From Joyous Boys: “Re: COVID-19. I would like to see you include more news about it that isn’t necessarily health IT specific.” Jenn told me she thinks it is a bit tone-deaf to stay in our non-COVID lane when we are pretty good at extracting truly insightful or newsworthy items. My counterpoint is that even though we stay on top of COVID-19 news that we could summarize efficiently, that kind of information is amply available elsewhere. I will let readers decide what if any changes are needed with a poll. HIStalk readership is high lately, so it’s good for me to understand what people are looking for. But as my life’s motto explains, I’m not looking for extra work.
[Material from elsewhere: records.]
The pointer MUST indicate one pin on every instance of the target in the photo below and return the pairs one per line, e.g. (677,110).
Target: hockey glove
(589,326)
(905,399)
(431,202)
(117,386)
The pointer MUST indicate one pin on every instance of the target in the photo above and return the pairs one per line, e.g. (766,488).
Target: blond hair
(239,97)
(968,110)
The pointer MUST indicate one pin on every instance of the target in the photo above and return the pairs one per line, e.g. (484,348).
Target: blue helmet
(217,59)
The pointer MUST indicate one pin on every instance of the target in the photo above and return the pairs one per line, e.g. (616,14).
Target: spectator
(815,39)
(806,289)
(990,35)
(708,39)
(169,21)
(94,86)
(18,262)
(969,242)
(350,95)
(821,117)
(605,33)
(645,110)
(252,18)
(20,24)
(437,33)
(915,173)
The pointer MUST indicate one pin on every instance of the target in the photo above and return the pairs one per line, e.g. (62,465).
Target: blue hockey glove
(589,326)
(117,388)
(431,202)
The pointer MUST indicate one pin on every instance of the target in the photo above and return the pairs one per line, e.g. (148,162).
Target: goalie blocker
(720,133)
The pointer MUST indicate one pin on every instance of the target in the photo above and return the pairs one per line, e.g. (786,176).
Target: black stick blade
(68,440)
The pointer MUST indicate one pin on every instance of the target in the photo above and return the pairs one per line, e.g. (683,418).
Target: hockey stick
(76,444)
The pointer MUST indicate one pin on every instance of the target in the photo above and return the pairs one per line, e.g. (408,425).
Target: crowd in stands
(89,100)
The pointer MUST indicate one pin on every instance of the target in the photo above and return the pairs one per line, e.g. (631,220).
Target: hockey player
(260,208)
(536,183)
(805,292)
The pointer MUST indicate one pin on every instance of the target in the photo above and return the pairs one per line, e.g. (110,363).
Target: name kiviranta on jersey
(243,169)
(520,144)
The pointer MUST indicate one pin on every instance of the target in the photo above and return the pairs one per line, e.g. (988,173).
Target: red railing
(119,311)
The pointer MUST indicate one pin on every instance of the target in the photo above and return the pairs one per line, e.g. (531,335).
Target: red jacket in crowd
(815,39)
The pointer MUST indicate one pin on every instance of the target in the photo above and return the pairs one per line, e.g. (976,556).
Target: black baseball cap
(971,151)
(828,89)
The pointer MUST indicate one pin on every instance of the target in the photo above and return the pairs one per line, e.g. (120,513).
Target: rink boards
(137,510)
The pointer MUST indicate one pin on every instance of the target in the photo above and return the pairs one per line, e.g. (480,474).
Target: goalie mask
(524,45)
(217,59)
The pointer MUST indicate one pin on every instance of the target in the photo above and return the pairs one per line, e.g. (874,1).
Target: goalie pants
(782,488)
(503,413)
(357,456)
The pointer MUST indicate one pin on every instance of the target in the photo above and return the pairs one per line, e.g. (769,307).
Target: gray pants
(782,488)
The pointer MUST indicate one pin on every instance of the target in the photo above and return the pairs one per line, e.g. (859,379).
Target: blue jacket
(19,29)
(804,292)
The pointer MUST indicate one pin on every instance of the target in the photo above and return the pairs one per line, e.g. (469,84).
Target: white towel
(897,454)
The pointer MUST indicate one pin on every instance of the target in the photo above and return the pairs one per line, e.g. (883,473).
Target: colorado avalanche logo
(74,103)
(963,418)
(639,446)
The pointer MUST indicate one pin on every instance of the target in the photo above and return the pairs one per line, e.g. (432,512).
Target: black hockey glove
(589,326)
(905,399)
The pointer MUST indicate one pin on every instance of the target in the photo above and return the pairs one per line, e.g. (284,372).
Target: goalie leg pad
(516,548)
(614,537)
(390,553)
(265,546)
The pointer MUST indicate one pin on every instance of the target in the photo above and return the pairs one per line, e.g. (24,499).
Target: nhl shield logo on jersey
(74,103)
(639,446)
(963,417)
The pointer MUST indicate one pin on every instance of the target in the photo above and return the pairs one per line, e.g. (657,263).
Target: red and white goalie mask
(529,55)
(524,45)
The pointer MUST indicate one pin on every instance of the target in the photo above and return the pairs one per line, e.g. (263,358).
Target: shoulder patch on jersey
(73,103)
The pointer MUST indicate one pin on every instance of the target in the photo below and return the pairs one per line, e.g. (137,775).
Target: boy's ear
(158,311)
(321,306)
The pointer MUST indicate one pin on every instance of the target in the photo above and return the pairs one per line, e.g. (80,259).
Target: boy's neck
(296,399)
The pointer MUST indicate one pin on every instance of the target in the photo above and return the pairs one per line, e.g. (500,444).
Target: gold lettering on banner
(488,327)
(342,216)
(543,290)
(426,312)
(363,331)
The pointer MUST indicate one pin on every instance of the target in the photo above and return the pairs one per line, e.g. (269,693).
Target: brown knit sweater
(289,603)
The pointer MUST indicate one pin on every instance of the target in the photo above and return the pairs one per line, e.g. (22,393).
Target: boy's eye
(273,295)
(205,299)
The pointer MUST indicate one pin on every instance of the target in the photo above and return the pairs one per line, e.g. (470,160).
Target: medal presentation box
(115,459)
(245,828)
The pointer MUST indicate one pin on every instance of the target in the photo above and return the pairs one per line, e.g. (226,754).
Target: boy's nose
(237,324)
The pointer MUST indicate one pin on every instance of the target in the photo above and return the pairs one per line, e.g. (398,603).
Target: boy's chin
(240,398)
From Top Gun: “Re: HIMSS20. HIMSS was to let us know in 14 days about hotel and registration refunds. My team made reservations through the HIMSS site, so I didn’t do anything while I waited to hear. Since then, HIMSS updated its FAQ to say – without notifying anyone – that it’s up to individual hotels whether to offer refunds. Now that we’ve waited, hotels won’t refund anyone, and registration has rolled over to HIMSS21. What if we can’t go or won’t have as many attendees? I want my money back. I already swallowed flight costs for several people, and now I have to swallow hotel and registration as well? Anyone else mentioned this? I’m considering protesting the charges on my credit card.” Above are the original and current versions of that FAQ. I don’t quite get the “14 working days” (why 2.8 weeks?), but HIMSS said in the original item that “an advisement will be sent” and the replacement wording says only that HIMSS won’t object if the hotel wants to refund your payment and the hotel should be called as soon as possible. You could protest the charges (hint: say “billing error”) and the charge will probably be reversed, but that will last only until the credit card folks contact OnPeak, which will claim it did everything correctly and get the charge reinstated. If you didn’t have travel insurance that covers cancellation, you may be out of luck, even if you’re contemplating suing since there’s probably a force majeure clause hiding somewhere. At least non-exhibitor attendees had a theoretical but heavily discouraged option to book lodging on their own – the HIMSS exhibitor contract requires them to pay for two OnPeak rooms per 100 square feet of booth space.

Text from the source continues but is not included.